Well, this one has been around for almost exactly a year waiting to be quilted and I finally got it done!



















It is 84" x 96" . I think I put it off because I was scared to death about how hard it would be too quilt it on my Janome, but it really wasn't bad at all!!


----------



## Kazahleenah (Nov 3, 2004)

Beautiful!!!!!


----------



## hmsteader71 (Mar 16, 2006)

That is really pretty.


----------



## AngieM2 (May 10, 2002)

Oh My Goodness? So many pieces and such a wonderful job.
You're amazing Reenie.


----------



## HorseMom (Jul 31, 2005)

Very pretty!
Heidi


----------



## Texasdirtdigger (Jan 17, 2010)

Oooooooow Wee! That is beautiful!


----------



## BusyBees2 (Dec 10, 2004)

Good work, Reenie! But that one makes my eyes hurt ;0
I do love the attention to the border...they so often just get forgotten and slapped on!


----------



## Dandish (Feb 8, 2007)

Yep, I remember this one. Another beauty! Great job!


----------



## Karen (Apr 17, 2002)

That's gorgeous! I wouldn't have the patience for so many little pieces so I totally admire your work. You're my new quilting hero!


----------



## DW (May 10, 2002)

beautiful!


----------



## dollmaker (Jun 24, 2010)

Oh wow!!


----------



## my3boys (Jan 18, 2011)

Gorgeous. I especially love the border!


----------



## Tinker (Apr 5, 2004)

Love the colors, and the border. You did a great job!


----------



## Molly Mckee (Jul 8, 2006)

Beautiful!!!


----------



## Texasgirl (Sep 13, 2005)

Beautiful!


----------



## happyjunker (Mar 22, 2009)

Very nice!


----------



## sapphira (Mar 24, 2003)

This is just beautiful.
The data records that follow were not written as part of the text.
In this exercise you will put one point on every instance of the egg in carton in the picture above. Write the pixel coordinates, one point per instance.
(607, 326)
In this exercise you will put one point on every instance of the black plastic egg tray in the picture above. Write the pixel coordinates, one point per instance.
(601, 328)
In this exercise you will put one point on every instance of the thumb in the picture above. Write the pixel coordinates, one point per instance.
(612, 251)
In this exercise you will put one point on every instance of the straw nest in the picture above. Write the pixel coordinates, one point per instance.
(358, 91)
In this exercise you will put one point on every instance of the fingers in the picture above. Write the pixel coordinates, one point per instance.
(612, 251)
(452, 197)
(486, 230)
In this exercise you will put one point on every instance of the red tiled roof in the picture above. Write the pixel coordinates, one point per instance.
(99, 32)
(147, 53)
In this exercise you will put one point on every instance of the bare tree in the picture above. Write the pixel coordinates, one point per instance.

I would never have the nerve to try something like this. ! s.


----------



## Pam6 (Apr 9, 2009)

It is very beautiful!


----------



## ELOCN (Jun 13, 2004)

Magnificent.


----------



## Gretchen Ann (Aug 30, 2010)

Very beautiful! 

Did you design this yourself? or is a Bonnie Hunter pattern?


----------